So we could argue that attractive people deserve success while ugly people don’t. In real life, it is indeed often the case that attractive people are favored over the less attractive; in job interviews, dating adds, and our overall perception of someone’s personal goodness. Again, the point is, attractiveness is not something we earn through effort but rather a trait we are born with. This renders the argument that attractive people deserve to succeed moot.

It makes sense that a trait such as attractiveness does not count as “honest effort” in pursuit of a proportionate reward. But then skill certainly should. Those in power would have us believe that the honest acquisition and practice of a skill will get us anywhere, if only we work hard. However, this assumes that the playing field is equal, and that learning and opportunity are equally accessible to all. Again, this is not the case.

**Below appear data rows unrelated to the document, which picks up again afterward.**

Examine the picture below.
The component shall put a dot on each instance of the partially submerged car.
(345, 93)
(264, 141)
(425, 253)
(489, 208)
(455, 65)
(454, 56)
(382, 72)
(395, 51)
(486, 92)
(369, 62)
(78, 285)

In conclusion, it’s not merely enough to be born intelligent, to learn as much as we can or to practice the right skill. It is not even the social connections or right opportunities alone that give us our big break. It is ultimately a case of whether we were already born into a privileged status that is most likely to decide whether we will achieve the amount of success many of us strive for.


This indicates that merit may not be a useful explanation but a way of justifying or pacifying us into a kind of rat-race complacency. Sounds contradictory at first, but that’s exactly what it is.


Life and success more closely resemble Bronfenbrenner’s ecological theory than an evolutionary or spiritual gravitation towards justice, symmetry and proportion. It doesn’t mean value of merit is always beside the point, but rather that we have to look at it in context.